ALBERTA

Vermilion snags foothold in U.S. with deal in Wyoming's Powder River Basin

11/17/2014 11:18 EST | Updated 01/17/2015 05:59 EST
CALGARY - Vermilion Energy Inc. (TSX:VET) has made its first foray south of the border and though it may be small at $11 million, a company executive said there could be meaningful growth ahead.

Last week, Vermilion revealed an acquisition in northeastern Wyoming's "prolific" Powder River Basin. The transaction, with an unidentified seller, covers about 27,500 hectares of land, 98 per cent of which is undeveloped.

The land includes a 70 per cent operated working interest in a tight oil project in an area called the Turner Sand.
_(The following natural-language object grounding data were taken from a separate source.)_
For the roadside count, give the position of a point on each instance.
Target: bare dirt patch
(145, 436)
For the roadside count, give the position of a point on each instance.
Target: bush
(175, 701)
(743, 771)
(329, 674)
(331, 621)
"The most important part about it is that we got a start in what we think is potentially a meaningful, very promising tight light oil development in the Turner Sand," said Tony Marino, president and chief operating officer, in a recent interview.

Around the time the transaction was being completed, a well was drilled, producing about 220 barrels of oil per day in its fourth month of production.

While those results were "very promising," Marino said "we think we can probably do quite a bit better than that over time."

"As we go through and apply different fracturing techniques each time, we've learned how to complete the wells better," he said.

In addition to its U.S. foothold, Vermilion's operations span Western Canada, Australia, Germany, Ireland, the Netherlands and France.

Vermilion hasn't firmed up its 2015 capital budget yet as it waits to see where oil prices are heading. U.S. benchmark crude is at about US$75 per barrel, down from above US$100 in the summer. Brent crude, the international benchmark, is at about US$79.

"We want to just be able to see if there is some additional clarity that can be gained over the next month or so before we put out that '15 guidance on capex and production," said Marino.

"It just gives us a bit more time to observe this oil market. There's been a lot of changes, quite rapid changes, over the past couple of months."

There's no immediate pressure to develop its land in Alberta's emerging Duvernay shale, which has attracted much attention in recent years. So Vermilion will be taking it slow in that region.

"I think we're in a pretty unusual position there to be able to just really learn form the industry without having to put large amounts of cash into it."